Designan al Jardín Etnobotánico de Oaxaca en el tercer sitio del top ten

El Jardín Etnobotánico de Oaxaca, iniciativa de Francisco Toledo y el Patronato para la Defensa y Conservación del Patrimonio Cultural y Natural de Oaxaca (Pro-Oax), acaba de ser reconocido por el Consejo Canadiense de Jardines (CGC, por sus siglas en inglés) en la lista del Top ten gardens in North America worth traveling for (uno de 10 jardines en América del Norte que vale la pena visitar).

Somos el único jardín botánico del país abierto al público que recibe este reconocimiento, expresa su director fundador Alejandro de Ávila. De México también fue reconocido Las Pozas, en Xilitla, San Luis Potosí, espacio de vegetación natural con esculturas surrealistas de Edward James.

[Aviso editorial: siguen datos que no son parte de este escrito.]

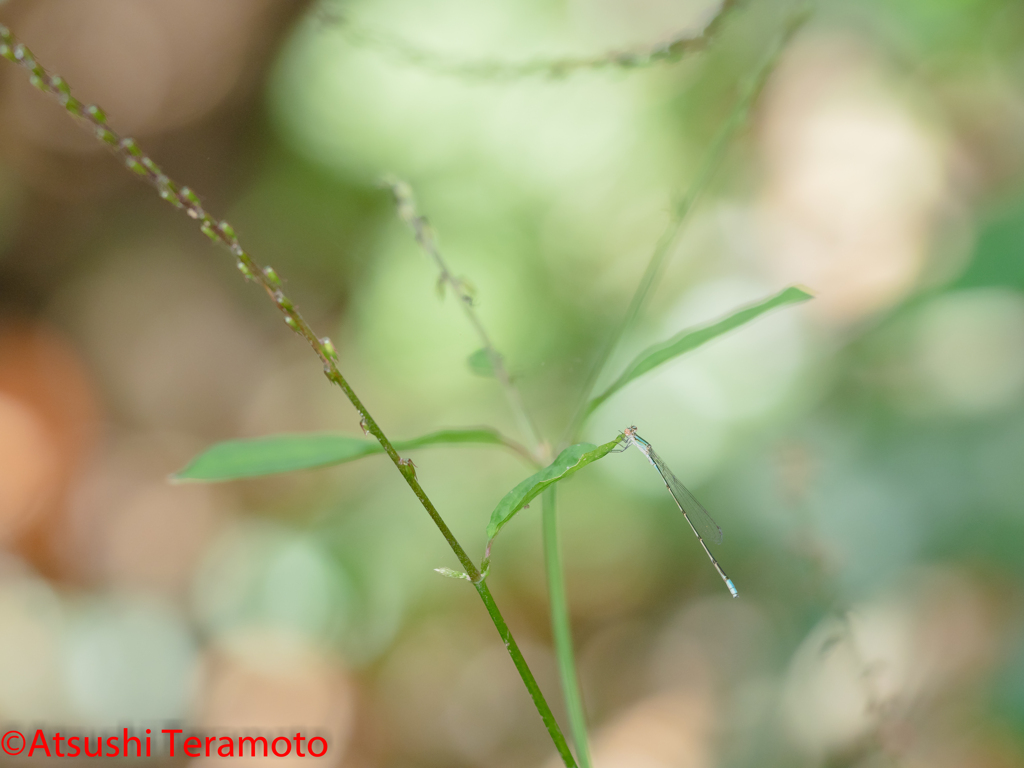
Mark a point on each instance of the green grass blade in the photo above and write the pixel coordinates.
(570, 460)
(690, 339)
(287, 453)
(480, 364)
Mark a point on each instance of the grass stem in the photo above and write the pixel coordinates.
(562, 630)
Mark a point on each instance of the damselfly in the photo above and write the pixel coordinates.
(700, 522)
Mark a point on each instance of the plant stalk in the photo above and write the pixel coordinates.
(527, 677)
(709, 167)
(222, 232)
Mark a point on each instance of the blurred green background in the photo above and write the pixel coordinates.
(863, 453)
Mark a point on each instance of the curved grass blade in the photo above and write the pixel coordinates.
(571, 459)
(690, 339)
(232, 460)
(480, 364)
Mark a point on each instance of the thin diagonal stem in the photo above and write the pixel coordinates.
(406, 203)
(709, 167)
(223, 233)
(406, 53)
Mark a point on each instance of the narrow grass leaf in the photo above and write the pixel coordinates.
(479, 363)
(570, 460)
(287, 453)
(690, 339)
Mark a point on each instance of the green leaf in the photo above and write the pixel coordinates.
(479, 363)
(288, 453)
(571, 459)
(690, 339)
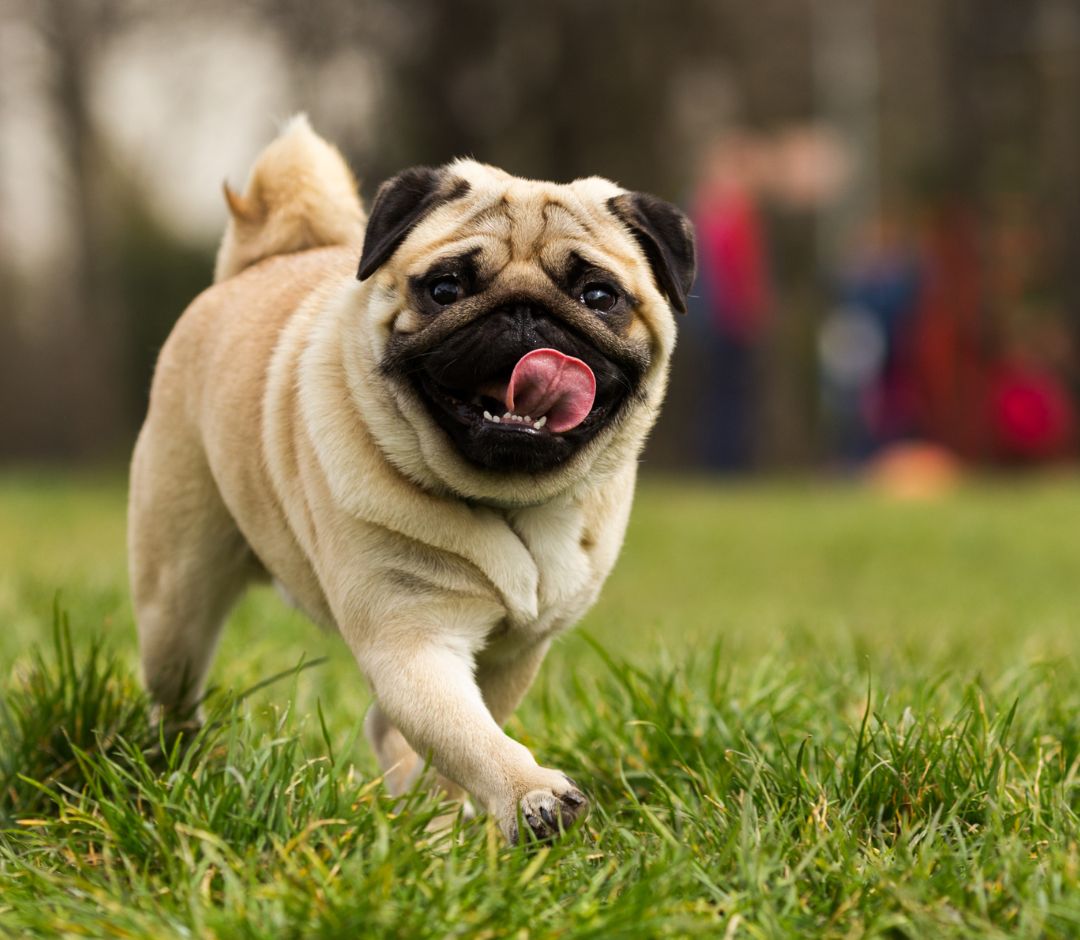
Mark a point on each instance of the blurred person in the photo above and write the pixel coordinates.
(864, 346)
(734, 295)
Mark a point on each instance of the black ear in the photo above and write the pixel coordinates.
(400, 205)
(666, 237)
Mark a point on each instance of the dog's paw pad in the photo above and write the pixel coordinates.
(548, 815)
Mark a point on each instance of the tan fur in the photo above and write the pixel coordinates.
(274, 443)
(300, 195)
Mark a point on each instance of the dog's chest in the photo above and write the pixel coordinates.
(553, 535)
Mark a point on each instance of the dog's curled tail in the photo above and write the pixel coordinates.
(300, 195)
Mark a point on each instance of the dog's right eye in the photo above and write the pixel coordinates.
(446, 290)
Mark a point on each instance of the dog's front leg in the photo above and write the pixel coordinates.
(427, 689)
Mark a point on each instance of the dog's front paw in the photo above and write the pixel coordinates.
(547, 811)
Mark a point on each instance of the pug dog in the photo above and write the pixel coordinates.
(423, 425)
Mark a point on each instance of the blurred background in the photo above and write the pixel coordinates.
(887, 197)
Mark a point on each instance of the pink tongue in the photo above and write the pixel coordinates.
(545, 381)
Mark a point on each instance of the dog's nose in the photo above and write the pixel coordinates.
(518, 321)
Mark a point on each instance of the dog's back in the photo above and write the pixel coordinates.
(300, 195)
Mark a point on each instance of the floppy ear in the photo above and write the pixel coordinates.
(400, 205)
(666, 237)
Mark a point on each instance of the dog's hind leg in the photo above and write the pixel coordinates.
(188, 564)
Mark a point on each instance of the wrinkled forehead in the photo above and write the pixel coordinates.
(505, 219)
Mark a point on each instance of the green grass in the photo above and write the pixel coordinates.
(800, 711)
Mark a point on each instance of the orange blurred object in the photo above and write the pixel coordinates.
(914, 470)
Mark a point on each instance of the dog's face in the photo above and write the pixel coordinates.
(524, 327)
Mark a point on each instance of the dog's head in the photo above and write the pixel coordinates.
(524, 327)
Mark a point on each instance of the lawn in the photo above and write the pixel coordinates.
(800, 709)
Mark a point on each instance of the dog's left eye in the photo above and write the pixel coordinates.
(601, 297)
(446, 290)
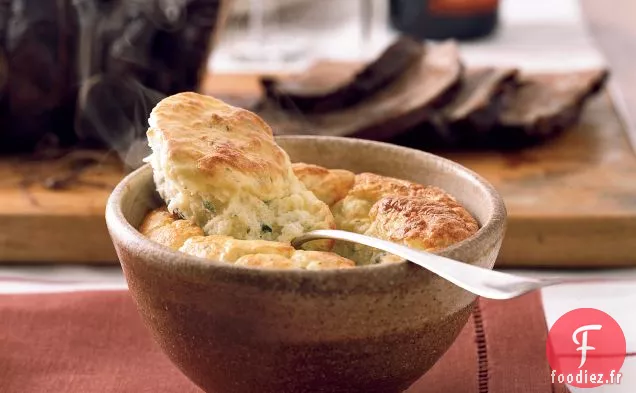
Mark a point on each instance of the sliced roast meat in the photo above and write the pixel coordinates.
(546, 104)
(479, 102)
(472, 113)
(428, 84)
(322, 90)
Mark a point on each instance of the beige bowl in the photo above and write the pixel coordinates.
(370, 329)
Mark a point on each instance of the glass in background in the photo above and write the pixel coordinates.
(265, 33)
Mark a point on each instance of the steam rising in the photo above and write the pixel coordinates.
(114, 110)
(113, 105)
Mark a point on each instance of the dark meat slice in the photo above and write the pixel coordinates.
(471, 114)
(546, 104)
(318, 91)
(428, 84)
(479, 102)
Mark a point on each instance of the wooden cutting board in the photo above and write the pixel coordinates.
(571, 203)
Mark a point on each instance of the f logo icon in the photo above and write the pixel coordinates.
(583, 344)
(586, 348)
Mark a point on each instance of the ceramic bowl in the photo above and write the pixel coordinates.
(371, 329)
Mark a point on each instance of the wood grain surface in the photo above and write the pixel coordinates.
(571, 203)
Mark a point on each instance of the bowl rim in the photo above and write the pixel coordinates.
(120, 228)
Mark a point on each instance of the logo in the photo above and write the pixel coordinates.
(586, 348)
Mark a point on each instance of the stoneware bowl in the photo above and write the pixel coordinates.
(370, 329)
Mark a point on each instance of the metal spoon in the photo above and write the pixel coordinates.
(484, 282)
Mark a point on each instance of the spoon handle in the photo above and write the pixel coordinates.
(480, 281)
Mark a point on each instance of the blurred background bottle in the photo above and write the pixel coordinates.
(445, 19)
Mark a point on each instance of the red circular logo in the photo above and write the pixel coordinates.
(586, 348)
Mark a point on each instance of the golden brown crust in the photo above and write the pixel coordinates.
(370, 186)
(329, 185)
(423, 217)
(228, 249)
(422, 223)
(219, 166)
(215, 136)
(262, 253)
(162, 227)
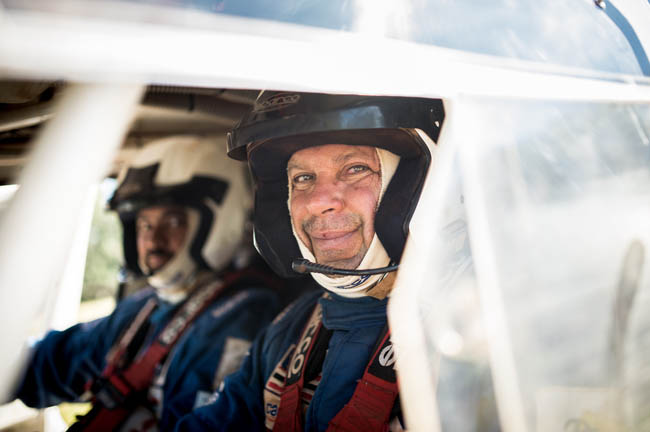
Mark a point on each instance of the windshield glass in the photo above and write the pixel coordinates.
(576, 34)
(541, 262)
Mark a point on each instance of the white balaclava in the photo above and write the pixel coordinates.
(376, 256)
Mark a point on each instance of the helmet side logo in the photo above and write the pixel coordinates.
(276, 102)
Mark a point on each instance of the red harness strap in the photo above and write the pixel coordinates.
(370, 406)
(118, 390)
(290, 413)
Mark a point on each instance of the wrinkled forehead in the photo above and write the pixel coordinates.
(335, 154)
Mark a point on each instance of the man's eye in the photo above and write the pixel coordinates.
(175, 222)
(302, 178)
(143, 227)
(357, 169)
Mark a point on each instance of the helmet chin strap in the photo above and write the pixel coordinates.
(376, 257)
(173, 280)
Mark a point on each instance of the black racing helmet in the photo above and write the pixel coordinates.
(282, 123)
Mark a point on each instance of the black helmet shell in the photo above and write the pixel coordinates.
(282, 123)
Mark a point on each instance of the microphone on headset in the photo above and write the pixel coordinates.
(301, 265)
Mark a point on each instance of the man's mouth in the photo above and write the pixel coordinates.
(157, 258)
(331, 240)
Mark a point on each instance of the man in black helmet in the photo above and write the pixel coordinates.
(337, 179)
(162, 352)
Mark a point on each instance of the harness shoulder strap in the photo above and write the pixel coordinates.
(314, 339)
(370, 407)
(118, 390)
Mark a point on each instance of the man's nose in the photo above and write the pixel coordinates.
(156, 236)
(325, 197)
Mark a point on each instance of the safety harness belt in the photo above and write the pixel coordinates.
(120, 389)
(372, 402)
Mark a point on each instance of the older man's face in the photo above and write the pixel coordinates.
(160, 233)
(334, 193)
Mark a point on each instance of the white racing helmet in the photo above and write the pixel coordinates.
(193, 172)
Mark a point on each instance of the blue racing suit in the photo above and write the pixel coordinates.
(64, 361)
(244, 403)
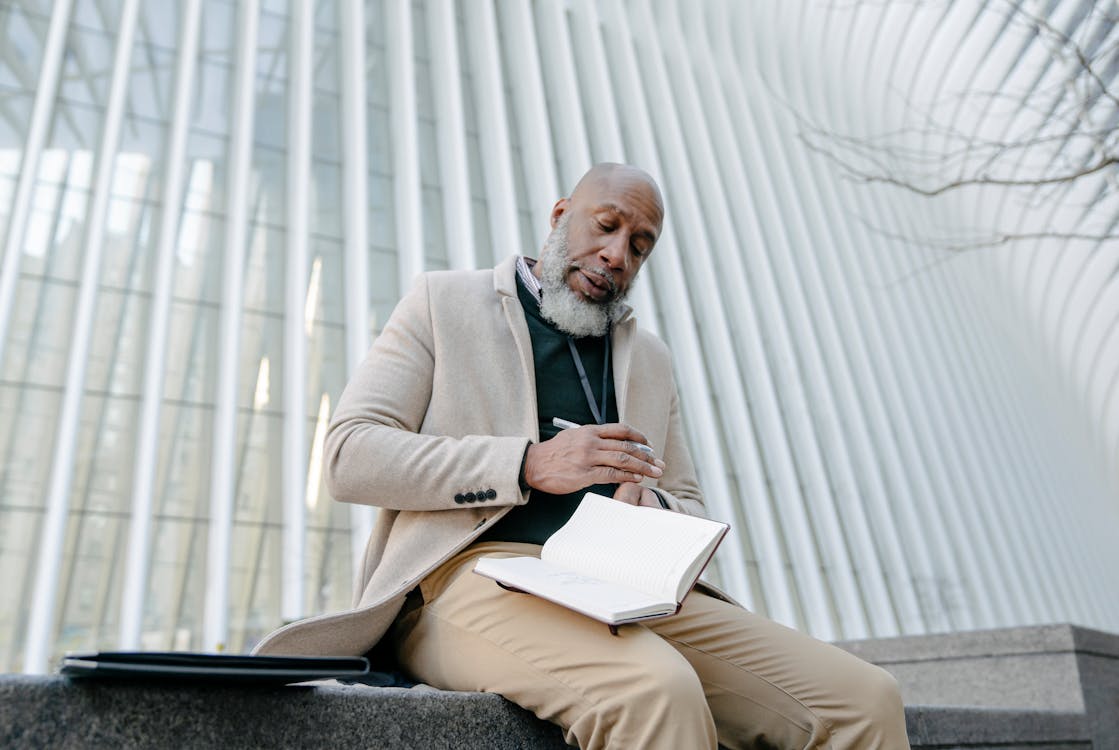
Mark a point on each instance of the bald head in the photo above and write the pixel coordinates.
(611, 177)
(601, 236)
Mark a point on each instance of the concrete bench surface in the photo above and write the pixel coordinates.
(55, 712)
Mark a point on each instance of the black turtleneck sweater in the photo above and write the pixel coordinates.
(558, 393)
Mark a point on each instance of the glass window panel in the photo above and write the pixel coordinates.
(174, 602)
(434, 234)
(326, 15)
(25, 39)
(328, 574)
(198, 256)
(182, 480)
(268, 193)
(270, 118)
(326, 209)
(40, 331)
(212, 96)
(159, 25)
(90, 582)
(190, 374)
(120, 339)
(254, 584)
(264, 270)
(150, 93)
(326, 74)
(326, 367)
(207, 174)
(75, 127)
(219, 22)
(488, 253)
(86, 66)
(127, 247)
(261, 374)
(141, 160)
(7, 195)
(383, 274)
(259, 460)
(326, 292)
(274, 7)
(15, 119)
(382, 216)
(19, 542)
(56, 223)
(103, 17)
(105, 448)
(379, 140)
(325, 127)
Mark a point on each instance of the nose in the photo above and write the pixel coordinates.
(614, 254)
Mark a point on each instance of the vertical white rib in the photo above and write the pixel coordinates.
(216, 615)
(558, 67)
(680, 328)
(406, 187)
(356, 222)
(793, 341)
(45, 92)
(532, 115)
(607, 142)
(40, 634)
(604, 129)
(300, 101)
(451, 134)
(492, 125)
(143, 476)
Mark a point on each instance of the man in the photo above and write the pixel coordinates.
(448, 428)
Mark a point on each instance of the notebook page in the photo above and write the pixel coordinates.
(648, 549)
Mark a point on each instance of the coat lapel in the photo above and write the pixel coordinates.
(505, 283)
(622, 354)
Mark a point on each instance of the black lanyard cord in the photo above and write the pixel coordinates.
(600, 414)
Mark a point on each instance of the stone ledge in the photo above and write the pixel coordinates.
(54, 712)
(941, 728)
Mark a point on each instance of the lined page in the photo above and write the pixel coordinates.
(648, 549)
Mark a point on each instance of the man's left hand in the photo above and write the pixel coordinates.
(635, 494)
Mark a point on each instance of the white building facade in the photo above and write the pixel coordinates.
(906, 406)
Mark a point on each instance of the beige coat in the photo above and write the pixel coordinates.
(443, 406)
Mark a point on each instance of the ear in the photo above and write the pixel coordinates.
(558, 209)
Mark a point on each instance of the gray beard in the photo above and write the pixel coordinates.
(565, 309)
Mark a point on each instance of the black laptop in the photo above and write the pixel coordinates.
(225, 668)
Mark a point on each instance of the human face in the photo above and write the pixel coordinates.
(613, 222)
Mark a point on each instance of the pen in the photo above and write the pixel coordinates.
(565, 424)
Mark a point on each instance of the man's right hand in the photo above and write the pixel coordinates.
(591, 455)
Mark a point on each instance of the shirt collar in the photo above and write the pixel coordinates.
(525, 273)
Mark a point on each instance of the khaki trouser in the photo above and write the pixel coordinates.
(713, 672)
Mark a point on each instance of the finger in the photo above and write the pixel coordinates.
(628, 462)
(629, 493)
(635, 449)
(609, 475)
(621, 431)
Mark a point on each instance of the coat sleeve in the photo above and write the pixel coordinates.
(375, 452)
(678, 487)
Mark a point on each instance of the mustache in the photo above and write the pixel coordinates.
(602, 273)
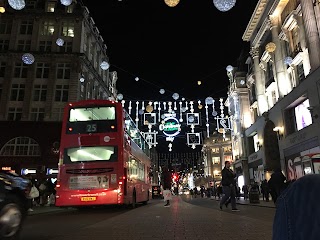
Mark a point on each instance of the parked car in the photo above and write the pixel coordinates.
(13, 204)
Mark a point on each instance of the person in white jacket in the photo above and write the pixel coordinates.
(34, 193)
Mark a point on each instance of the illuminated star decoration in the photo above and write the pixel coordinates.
(27, 58)
(172, 3)
(224, 5)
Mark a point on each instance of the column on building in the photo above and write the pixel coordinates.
(259, 83)
(304, 46)
(6, 86)
(281, 76)
(28, 93)
(50, 89)
(312, 34)
(209, 162)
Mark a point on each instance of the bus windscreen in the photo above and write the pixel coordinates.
(91, 114)
(90, 154)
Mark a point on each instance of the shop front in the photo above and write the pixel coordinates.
(302, 159)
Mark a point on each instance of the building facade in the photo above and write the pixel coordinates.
(279, 107)
(216, 150)
(64, 52)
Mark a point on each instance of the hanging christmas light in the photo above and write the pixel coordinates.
(104, 65)
(175, 96)
(60, 42)
(224, 5)
(172, 3)
(28, 58)
(209, 100)
(120, 96)
(66, 2)
(229, 68)
(288, 60)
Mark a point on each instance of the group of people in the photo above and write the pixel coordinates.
(41, 193)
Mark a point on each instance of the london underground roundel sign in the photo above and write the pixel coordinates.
(170, 126)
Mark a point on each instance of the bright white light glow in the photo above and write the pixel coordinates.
(28, 58)
(17, 4)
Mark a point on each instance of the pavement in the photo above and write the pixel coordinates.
(241, 201)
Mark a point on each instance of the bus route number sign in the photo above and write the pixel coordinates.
(91, 128)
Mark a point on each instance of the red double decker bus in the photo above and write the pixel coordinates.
(104, 159)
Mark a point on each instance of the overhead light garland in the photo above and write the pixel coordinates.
(172, 3)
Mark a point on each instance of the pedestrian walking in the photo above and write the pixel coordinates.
(166, 184)
(228, 186)
(245, 191)
(34, 193)
(276, 184)
(265, 190)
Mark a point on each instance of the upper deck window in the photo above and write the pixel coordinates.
(94, 113)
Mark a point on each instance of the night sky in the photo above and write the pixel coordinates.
(171, 47)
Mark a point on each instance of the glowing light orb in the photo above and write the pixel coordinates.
(229, 68)
(224, 5)
(183, 109)
(172, 3)
(191, 119)
(175, 96)
(288, 60)
(17, 4)
(60, 42)
(66, 2)
(270, 47)
(28, 58)
(149, 108)
(104, 65)
(209, 100)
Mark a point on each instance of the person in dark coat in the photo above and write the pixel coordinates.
(297, 214)
(228, 186)
(166, 182)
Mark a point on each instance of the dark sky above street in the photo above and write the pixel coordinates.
(171, 47)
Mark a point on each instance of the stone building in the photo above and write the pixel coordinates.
(276, 111)
(50, 54)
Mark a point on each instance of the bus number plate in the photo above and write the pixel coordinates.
(88, 199)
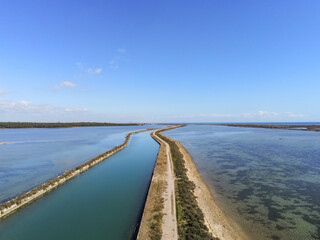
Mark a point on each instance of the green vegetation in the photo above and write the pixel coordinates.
(156, 220)
(61, 125)
(190, 218)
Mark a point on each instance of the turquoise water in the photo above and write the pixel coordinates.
(105, 202)
(266, 180)
(33, 156)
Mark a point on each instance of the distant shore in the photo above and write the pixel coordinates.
(15, 204)
(315, 128)
(9, 125)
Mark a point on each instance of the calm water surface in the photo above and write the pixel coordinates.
(105, 202)
(30, 157)
(267, 180)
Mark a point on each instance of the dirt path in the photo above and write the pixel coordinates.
(159, 215)
(169, 224)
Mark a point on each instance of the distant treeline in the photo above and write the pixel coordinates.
(288, 127)
(62, 125)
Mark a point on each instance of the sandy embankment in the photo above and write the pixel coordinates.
(13, 205)
(159, 215)
(216, 221)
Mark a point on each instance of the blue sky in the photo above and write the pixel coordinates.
(160, 61)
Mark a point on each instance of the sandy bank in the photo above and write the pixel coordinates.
(159, 215)
(215, 219)
(13, 205)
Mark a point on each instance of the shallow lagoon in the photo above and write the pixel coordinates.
(31, 157)
(267, 180)
(106, 202)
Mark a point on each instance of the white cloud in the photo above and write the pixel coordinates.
(75, 109)
(65, 84)
(290, 114)
(3, 92)
(94, 71)
(114, 63)
(267, 114)
(79, 65)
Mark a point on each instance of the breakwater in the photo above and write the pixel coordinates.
(13, 205)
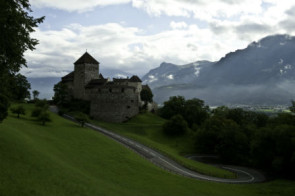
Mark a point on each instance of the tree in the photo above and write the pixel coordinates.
(175, 126)
(292, 108)
(18, 110)
(195, 112)
(4, 105)
(174, 106)
(16, 25)
(146, 95)
(20, 88)
(35, 94)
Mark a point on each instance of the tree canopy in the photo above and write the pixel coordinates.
(16, 25)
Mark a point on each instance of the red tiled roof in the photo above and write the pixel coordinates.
(86, 58)
(135, 79)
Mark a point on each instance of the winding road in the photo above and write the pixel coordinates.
(244, 175)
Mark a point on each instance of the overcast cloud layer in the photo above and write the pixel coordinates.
(176, 31)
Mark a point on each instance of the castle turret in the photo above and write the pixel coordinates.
(86, 69)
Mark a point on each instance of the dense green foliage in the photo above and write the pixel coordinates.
(18, 110)
(35, 94)
(194, 111)
(81, 118)
(237, 136)
(63, 159)
(19, 88)
(4, 105)
(249, 138)
(16, 25)
(40, 112)
(175, 126)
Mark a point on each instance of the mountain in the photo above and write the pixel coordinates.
(261, 74)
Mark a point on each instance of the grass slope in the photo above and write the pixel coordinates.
(65, 159)
(147, 129)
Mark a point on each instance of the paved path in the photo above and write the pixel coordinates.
(170, 165)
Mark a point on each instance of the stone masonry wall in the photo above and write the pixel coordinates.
(82, 75)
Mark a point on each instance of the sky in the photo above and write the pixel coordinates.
(138, 35)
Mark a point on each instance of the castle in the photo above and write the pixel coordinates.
(114, 101)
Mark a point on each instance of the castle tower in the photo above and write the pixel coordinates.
(86, 69)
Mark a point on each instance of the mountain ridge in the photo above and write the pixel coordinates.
(261, 73)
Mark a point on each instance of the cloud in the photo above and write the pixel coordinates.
(178, 25)
(227, 25)
(120, 47)
(76, 5)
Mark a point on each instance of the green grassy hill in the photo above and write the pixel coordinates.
(62, 158)
(147, 129)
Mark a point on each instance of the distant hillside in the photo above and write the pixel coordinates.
(263, 73)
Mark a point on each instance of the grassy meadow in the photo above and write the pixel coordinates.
(147, 129)
(63, 158)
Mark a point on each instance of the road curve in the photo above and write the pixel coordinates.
(170, 165)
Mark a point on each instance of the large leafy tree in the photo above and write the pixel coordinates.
(16, 25)
(20, 88)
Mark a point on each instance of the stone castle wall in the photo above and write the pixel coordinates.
(83, 74)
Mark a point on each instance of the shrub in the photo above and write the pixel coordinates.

En la página web del CGC, el Jardín Etnobotánico de Oaxaca aparece en tercer lugar de la lista de espacios seleccionados, después del Chicago Botanic Garden y el Dr. Sun Yat-Sen Classical Chinese Garden, en Vancouver. Las Pozas ocupan el séptimo sitio.

El turismo es la cuarta industria mundial, y de ella forma parte significativa el que se desarrolla gracias a los jardines.

Según el experto Richard Benfield, más personas visitan jardines en Estados Unidos que las que acuden a Disneylandia y Disneyworld combinados, y más que los que visitan Las Vegas al año. El presente reconocimiento se otorga a espacios que se han distinguido en el desarrollo y la promoción de la experiencia jardinesca como atracción turística.

El Jardín Etnobotánico ocupa 2.32 hectáreas y su terreno fue parte de la huerta del antiguo Convento de Santo Domingo –hoy Centro Cultural Santo Domingo– construido en los siglos XVI y XVII.

Desde mediados del XIX y hasta 1994 sirvió de cuartel. En 1993, Francisco Toledo y la asociación civil Pro-Oax propusieron convertir el terreno en jardín.

Toledo participó en el diseño

El 10 de noviembre de 1994 se publicó en el Diario Oficial de la Federación un acuerdo para retirar del servicio de la Secretaría de la Defensa Nacional el antiguo convento y destinarlo al gobierno local, como un espacio para crear un jardín botánico.

El diseño del jardín es obra de Toledo, Luis Zárate y De Ávila. El Patio del Huaje y la fuente La sangre de Mitla son obra de Toledo, mientras la fuente Espejo de Cuanana y las esculturas que modifican el nivel y la dirección del agua en el canal son de Zárate. El jardín muestra obras en madera y piedra de los artistas Jorge DuBon, José Villalobos y Jorge Yázpik.

Como particularidad, exhibe en vivo cientos de especies vegetales, todas originarias de Oaxaca. Comenzamos a plantarlas en julio de 1998. Las plantas provienen de diferentes regiones del estado, tanto de climas áridos como húmedos, de las zonas tropicales bajas y de las áreas montañosas templadas y frías. El jardín representa la gran diversidad de climas, formaciones geológicas y tipos de vegetación que caracterizan al estado, explica De Ávila.

Oaxaca no sólo es la entidad donde viven más grupos étnicos y se hablan más lenguas indígenas, también es el estado donde existen más especies de plantas y animales, muchas de las cuales han dado inspiración estética y estímulo intelectual a las personas de allí a lo largo de 12 mil años, además de servir como comida, leña, fibras, medicinas, condimentos y colorantes, añade el director.

La determinación etnobotánico se debe a que las plantas elegidas poseen significado cultural. Además de colectar, plantar, cuidar y propagar plantas oaxaqueñas, en el jardín se hace trabajo de investigación, educación y conservación de la flora del estado. Se cuenta con un vivero, un banco de semillas, un herbario y una biblioteca especializada en la que el público puede consultar información acerca de la flora, vegetación, ecología, historia natural y etnobiología de México y el mundo.